I still love you. No matter how awful you are, I never give up. You are convinced that it is you who are wronged by me. You see me as a weight around your neck. You do not see the things you have done to me as wrong. You justifiy them with real and imagined reasons. Things that can not be perceived as anything but wrong, you deny doing all together, or change the event to occur in a way it had not to alleviate any guilt from you.
When I met you, I was independant, and moving up in my career. I was a force to reckon with. I was lonely, but happy. You saw a weakness. You saw that I do not know how to be single and alone. You saw my fear of abandonement, and exploited it. Recently you admitted that you make it where I need you and can not live without you on purpose, and make sure you can live without me. If that is not direct and to the point nothing will be.
When my brother died, you laughed and told me I did not have a protector anymore. You gloated that no one would make you suffer any consequences for my treatment with him now gone. Then you watched as my connection to my family disintegrated from years of scapegoat abuse, and gloated that you are the only one there for me. No one will ever be there for me like you? My mother’s death signled my full isolation. I am alone with only you to turn to.
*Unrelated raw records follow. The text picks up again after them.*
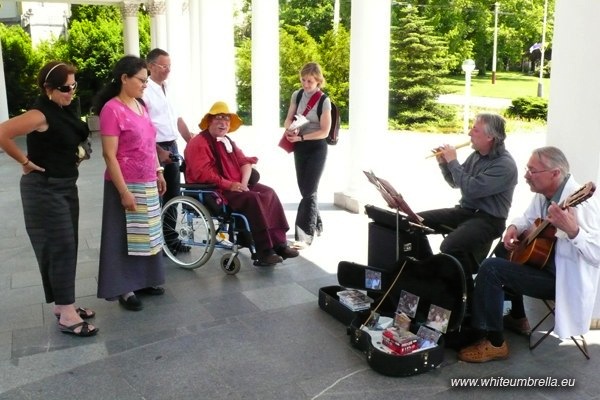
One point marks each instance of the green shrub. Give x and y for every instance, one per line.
x=528, y=108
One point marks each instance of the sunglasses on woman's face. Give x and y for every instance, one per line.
x=67, y=88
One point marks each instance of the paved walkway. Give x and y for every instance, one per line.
x=256, y=335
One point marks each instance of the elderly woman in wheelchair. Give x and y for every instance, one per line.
x=212, y=158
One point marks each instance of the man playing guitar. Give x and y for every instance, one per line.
x=569, y=274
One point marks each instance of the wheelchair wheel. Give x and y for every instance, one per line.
x=189, y=232
x=234, y=266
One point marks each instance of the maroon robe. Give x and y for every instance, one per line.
x=260, y=204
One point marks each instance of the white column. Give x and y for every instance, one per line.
x=3, y=98
x=573, y=117
x=265, y=67
x=195, y=55
x=131, y=34
x=217, y=54
x=158, y=23
x=178, y=47
x=368, y=102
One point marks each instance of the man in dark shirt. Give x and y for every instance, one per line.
x=487, y=181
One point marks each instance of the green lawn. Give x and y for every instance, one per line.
x=509, y=85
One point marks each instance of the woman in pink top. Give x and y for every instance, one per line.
x=131, y=241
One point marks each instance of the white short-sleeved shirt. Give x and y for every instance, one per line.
x=161, y=111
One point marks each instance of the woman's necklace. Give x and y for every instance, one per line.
x=137, y=109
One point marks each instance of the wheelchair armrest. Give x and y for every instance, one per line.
x=199, y=186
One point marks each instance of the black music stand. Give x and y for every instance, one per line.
x=395, y=201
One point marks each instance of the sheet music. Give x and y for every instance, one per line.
x=392, y=197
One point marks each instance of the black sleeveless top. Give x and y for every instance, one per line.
x=56, y=149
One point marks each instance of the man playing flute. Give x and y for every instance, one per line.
x=487, y=181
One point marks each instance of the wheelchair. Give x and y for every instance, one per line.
x=199, y=221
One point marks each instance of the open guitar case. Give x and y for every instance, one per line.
x=438, y=280
x=400, y=254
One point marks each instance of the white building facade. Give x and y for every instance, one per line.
x=198, y=34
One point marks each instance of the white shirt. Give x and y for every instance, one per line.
x=577, y=262
x=161, y=111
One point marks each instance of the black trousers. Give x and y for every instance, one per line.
x=172, y=177
x=51, y=211
x=468, y=234
x=309, y=159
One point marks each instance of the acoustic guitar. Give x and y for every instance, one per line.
x=536, y=243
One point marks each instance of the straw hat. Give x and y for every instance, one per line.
x=220, y=107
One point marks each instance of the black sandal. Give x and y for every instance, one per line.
x=84, y=332
x=84, y=313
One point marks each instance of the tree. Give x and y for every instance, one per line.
x=21, y=68
x=417, y=63
x=335, y=56
x=315, y=16
x=95, y=44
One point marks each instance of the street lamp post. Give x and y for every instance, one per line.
x=468, y=66
x=494, y=54
x=540, y=82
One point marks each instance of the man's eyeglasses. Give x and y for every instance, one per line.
x=143, y=80
x=163, y=66
x=534, y=172
x=67, y=88
x=222, y=117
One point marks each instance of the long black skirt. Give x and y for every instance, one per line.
x=120, y=273
x=51, y=211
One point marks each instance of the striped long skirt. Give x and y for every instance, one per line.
x=119, y=271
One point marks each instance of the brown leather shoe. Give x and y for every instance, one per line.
x=287, y=252
x=483, y=351
x=268, y=260
x=517, y=325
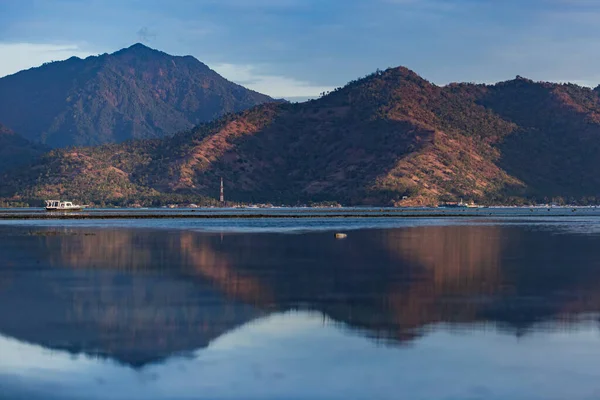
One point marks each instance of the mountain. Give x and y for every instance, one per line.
x=16, y=151
x=134, y=93
x=391, y=138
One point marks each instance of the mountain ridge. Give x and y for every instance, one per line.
x=390, y=138
x=136, y=92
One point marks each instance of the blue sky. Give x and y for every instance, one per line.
x=289, y=48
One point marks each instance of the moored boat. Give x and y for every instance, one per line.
x=57, y=205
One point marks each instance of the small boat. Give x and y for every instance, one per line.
x=57, y=205
x=458, y=205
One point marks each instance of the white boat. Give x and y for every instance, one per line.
x=57, y=205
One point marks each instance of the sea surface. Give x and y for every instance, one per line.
x=501, y=305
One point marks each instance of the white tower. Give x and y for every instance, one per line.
x=222, y=197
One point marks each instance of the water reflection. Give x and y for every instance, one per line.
x=141, y=296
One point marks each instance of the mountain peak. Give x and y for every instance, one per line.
x=136, y=92
x=139, y=49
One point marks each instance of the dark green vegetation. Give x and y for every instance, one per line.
x=134, y=93
x=16, y=151
x=391, y=138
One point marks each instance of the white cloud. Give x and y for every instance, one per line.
x=274, y=85
x=19, y=56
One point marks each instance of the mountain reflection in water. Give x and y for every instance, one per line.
x=141, y=296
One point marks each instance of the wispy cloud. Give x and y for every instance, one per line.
x=273, y=85
x=19, y=56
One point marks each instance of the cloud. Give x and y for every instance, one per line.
x=19, y=56
x=274, y=85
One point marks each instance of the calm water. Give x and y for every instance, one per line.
x=498, y=308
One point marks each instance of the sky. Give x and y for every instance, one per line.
x=300, y=48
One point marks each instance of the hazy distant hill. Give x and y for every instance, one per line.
x=389, y=138
x=136, y=92
x=15, y=151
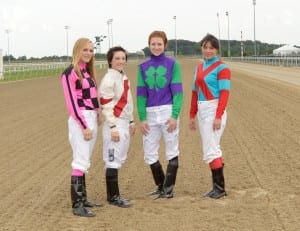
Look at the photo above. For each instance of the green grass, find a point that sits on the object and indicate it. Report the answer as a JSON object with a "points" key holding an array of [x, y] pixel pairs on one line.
{"points": [[30, 74]]}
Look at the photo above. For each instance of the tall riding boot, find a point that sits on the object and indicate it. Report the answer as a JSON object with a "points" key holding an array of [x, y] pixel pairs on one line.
{"points": [[158, 176], [170, 179], [87, 203], [112, 187], [77, 197], [218, 189]]}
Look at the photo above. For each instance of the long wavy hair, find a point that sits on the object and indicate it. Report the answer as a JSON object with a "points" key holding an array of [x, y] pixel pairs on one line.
{"points": [[76, 58]]}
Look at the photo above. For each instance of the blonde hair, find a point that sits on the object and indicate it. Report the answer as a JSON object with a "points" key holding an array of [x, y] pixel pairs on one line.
{"points": [[76, 58]]}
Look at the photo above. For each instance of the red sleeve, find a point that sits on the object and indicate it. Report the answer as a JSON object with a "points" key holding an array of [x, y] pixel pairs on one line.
{"points": [[194, 105], [224, 95]]}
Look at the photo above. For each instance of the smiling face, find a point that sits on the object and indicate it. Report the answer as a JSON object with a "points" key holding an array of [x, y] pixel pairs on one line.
{"points": [[156, 46], [87, 52], [118, 61], [208, 50]]}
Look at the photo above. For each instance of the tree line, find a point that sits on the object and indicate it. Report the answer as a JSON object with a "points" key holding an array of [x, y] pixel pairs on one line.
{"points": [[184, 48]]}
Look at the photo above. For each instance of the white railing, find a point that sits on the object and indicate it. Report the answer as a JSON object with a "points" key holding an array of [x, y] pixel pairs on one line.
{"points": [[20, 71], [274, 60]]}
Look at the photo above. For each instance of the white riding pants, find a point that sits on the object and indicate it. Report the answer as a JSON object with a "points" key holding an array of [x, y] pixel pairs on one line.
{"points": [[157, 118], [210, 138], [115, 153], [82, 149]]}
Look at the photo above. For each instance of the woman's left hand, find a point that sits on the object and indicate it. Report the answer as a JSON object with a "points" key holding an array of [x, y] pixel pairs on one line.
{"points": [[132, 129], [217, 124], [172, 124]]}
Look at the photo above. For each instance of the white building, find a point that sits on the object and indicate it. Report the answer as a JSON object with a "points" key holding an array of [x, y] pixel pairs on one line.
{"points": [[287, 50]]}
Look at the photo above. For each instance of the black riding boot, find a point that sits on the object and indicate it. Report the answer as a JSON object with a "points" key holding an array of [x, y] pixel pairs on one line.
{"points": [[87, 203], [77, 197], [158, 176], [170, 179], [218, 189], [112, 188]]}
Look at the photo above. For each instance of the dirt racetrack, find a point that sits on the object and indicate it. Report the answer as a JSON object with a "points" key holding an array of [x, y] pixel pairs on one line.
{"points": [[261, 147]]}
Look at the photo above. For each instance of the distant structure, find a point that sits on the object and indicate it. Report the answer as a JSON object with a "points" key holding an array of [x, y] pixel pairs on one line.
{"points": [[1, 65], [287, 50]]}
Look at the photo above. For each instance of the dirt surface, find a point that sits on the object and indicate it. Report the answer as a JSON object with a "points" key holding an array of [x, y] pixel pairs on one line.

You have me completely dependant on you. When our son passed away, I pulled away from the world. I shut myself away and did not want to deal with reality. I did not realize at the time I had handed you the keys to control every part of my life. Now you sabotage any attempts to be independant or break free. Any job I take you refuse to give me a ride, or create an issue with the employer. Your favorite reason to make me quit a job is because it is too far to drive. It inconveniences you.
Now, I am a shadow of who I was. I have no one in my life but you. I have nothing in my life that does not belong to you. I feel like I am nothing, and if I stopped breathig no one would care or notice. That feeling was confirmed when you beat me a week ago. You had struck me before but never beat me. This time you kicked the shit out of me. I contacted the authorities. The officers said they would pay for a room for the night since I had no family. When they dropped me at the hotel, I was covered in your drink and my blood.
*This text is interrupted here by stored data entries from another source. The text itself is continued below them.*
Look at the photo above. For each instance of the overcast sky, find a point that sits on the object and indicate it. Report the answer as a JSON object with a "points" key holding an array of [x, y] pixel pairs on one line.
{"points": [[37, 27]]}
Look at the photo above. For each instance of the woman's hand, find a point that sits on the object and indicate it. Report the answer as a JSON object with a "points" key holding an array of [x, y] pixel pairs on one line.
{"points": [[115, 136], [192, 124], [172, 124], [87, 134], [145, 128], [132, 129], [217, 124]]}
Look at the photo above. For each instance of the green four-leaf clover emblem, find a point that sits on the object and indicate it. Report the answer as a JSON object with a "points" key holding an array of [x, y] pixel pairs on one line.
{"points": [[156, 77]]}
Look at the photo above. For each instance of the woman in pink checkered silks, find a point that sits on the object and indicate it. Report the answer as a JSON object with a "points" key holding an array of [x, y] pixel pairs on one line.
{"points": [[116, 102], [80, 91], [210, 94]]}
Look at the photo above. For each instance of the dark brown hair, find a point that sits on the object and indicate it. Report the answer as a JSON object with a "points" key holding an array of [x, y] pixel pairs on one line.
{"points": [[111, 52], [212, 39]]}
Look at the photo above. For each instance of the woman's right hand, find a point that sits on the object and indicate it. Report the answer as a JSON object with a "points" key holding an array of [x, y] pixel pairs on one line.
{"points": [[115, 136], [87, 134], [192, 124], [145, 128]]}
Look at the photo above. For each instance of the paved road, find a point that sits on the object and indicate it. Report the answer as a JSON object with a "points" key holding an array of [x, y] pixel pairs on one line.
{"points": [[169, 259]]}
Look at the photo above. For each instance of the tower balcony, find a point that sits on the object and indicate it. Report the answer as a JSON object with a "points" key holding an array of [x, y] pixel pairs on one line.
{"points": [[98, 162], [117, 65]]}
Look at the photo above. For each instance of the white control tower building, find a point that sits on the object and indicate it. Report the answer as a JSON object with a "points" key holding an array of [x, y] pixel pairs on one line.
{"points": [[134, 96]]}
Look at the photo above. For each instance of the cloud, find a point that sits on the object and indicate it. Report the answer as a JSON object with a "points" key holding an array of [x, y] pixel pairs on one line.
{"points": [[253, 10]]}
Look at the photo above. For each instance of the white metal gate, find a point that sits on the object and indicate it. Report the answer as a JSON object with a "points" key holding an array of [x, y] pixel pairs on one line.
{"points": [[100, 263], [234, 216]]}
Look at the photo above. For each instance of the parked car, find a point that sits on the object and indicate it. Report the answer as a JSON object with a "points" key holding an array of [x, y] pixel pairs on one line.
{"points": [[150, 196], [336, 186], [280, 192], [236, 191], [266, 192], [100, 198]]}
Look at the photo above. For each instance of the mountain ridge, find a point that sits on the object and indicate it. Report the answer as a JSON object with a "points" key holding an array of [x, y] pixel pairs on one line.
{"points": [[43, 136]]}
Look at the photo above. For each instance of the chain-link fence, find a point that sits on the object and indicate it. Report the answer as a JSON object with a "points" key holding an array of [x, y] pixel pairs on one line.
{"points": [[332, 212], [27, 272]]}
The people in the lobby stared and whispered as I physically shook. When it was finally my turn at the front desk, there was no room reserved for like the officers said would be. I provided the officers´card to the desk and they called. Dispatch responded and had no knowledge of this agreement. I got a ride back home. I think the people there thought I was homeless. they snickered and made snide remarks. The humiliation was too much.
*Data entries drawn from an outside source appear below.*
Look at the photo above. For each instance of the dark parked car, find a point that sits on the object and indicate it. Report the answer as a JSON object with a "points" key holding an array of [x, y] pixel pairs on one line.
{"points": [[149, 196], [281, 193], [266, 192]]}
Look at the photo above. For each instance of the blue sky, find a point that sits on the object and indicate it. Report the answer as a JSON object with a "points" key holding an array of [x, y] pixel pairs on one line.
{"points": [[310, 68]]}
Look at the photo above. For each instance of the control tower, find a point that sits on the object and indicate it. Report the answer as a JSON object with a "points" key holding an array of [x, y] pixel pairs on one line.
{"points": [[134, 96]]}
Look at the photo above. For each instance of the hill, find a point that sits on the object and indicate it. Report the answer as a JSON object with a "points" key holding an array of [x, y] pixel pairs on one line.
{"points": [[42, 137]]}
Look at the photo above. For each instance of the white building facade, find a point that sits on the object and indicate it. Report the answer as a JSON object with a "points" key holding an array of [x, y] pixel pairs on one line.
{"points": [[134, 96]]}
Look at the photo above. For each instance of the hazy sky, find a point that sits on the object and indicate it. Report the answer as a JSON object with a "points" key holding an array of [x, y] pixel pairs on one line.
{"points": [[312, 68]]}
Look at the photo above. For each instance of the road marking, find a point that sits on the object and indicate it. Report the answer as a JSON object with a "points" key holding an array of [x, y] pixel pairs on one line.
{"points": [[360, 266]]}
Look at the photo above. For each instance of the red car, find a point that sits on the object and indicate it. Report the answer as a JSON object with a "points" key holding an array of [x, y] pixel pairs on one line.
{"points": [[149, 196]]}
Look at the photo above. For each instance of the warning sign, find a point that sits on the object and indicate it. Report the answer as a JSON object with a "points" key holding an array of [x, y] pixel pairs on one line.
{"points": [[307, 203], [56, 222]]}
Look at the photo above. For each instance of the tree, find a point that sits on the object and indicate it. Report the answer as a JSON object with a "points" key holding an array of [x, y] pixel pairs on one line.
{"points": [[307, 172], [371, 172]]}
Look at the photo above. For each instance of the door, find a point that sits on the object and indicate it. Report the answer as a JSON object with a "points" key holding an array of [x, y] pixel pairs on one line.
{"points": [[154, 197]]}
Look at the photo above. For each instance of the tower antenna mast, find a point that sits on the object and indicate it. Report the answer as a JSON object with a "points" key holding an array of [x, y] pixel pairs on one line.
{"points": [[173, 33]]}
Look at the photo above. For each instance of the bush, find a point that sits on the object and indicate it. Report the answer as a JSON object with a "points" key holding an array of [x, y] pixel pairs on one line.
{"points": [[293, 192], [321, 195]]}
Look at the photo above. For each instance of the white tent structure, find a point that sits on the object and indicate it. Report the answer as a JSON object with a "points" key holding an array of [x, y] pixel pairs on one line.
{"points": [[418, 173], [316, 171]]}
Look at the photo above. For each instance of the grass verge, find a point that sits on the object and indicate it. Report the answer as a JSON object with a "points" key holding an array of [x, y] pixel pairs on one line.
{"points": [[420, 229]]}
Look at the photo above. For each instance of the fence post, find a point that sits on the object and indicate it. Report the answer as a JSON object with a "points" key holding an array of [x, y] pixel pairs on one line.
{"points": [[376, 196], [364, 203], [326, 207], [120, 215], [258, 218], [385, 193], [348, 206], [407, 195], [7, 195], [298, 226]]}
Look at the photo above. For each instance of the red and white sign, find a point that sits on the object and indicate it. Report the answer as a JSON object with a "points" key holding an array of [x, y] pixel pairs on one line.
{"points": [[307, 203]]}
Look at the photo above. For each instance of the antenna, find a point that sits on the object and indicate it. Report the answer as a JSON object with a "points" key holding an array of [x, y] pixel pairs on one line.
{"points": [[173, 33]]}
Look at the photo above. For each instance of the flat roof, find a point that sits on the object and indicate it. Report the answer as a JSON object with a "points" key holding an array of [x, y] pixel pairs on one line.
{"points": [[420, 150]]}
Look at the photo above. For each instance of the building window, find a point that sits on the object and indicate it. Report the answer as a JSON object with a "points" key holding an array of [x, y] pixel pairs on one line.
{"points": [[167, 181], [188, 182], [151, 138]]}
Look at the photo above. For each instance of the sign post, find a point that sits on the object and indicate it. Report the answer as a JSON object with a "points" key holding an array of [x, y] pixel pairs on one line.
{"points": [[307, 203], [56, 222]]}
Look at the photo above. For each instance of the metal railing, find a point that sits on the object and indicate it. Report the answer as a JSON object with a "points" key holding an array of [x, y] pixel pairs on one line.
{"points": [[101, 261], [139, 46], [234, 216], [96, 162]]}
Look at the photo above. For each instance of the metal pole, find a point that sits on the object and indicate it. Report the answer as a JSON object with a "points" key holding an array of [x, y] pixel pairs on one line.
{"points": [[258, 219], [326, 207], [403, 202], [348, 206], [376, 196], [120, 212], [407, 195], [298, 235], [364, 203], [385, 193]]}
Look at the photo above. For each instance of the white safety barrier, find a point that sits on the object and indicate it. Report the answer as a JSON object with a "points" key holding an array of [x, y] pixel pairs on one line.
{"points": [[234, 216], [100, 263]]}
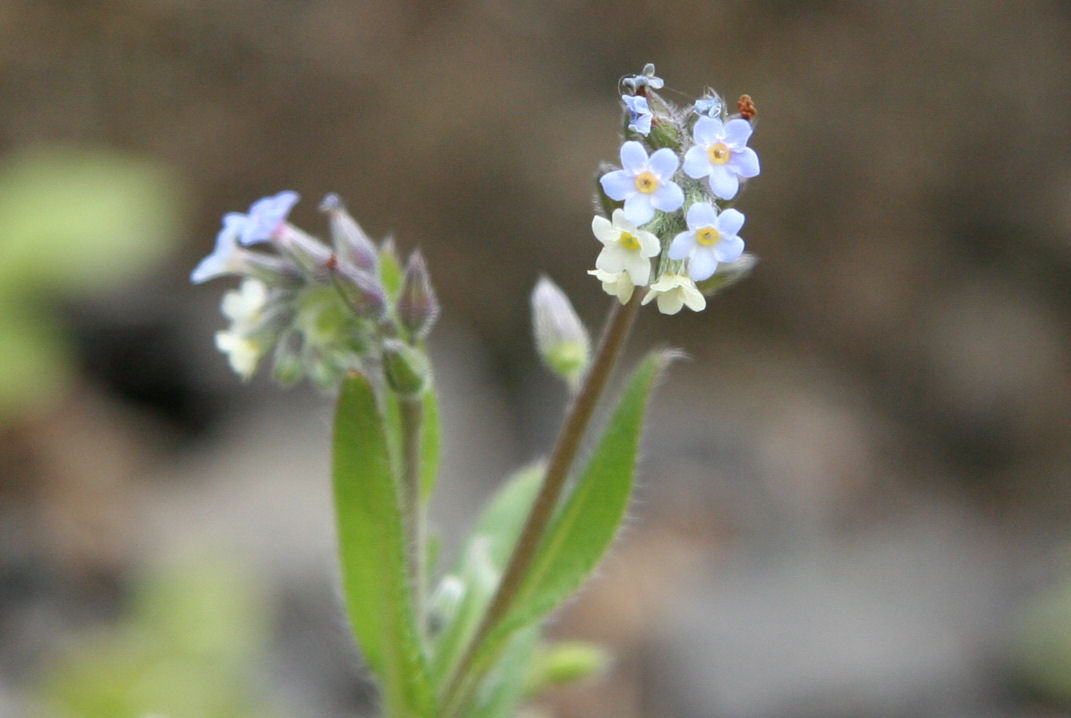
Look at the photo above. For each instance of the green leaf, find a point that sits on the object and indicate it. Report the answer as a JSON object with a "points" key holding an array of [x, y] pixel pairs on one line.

The people in your life that knew what you had done only asked me if I told the police you hit me. No one asked if I was okay. No one cared when my face blew up three times the size it should from a tooth cracked and abscessed from the beating. Not a soul.
How pleased with yourself you must be. You can do whatever you want to me, and I can do nothing. I am no one, and no one cares.
Well, I will escape one day. I will escape either on my feet or in a box. I hope it will be on my feet. I intend to fight back. I will not go down with out a fight. So ready yourself.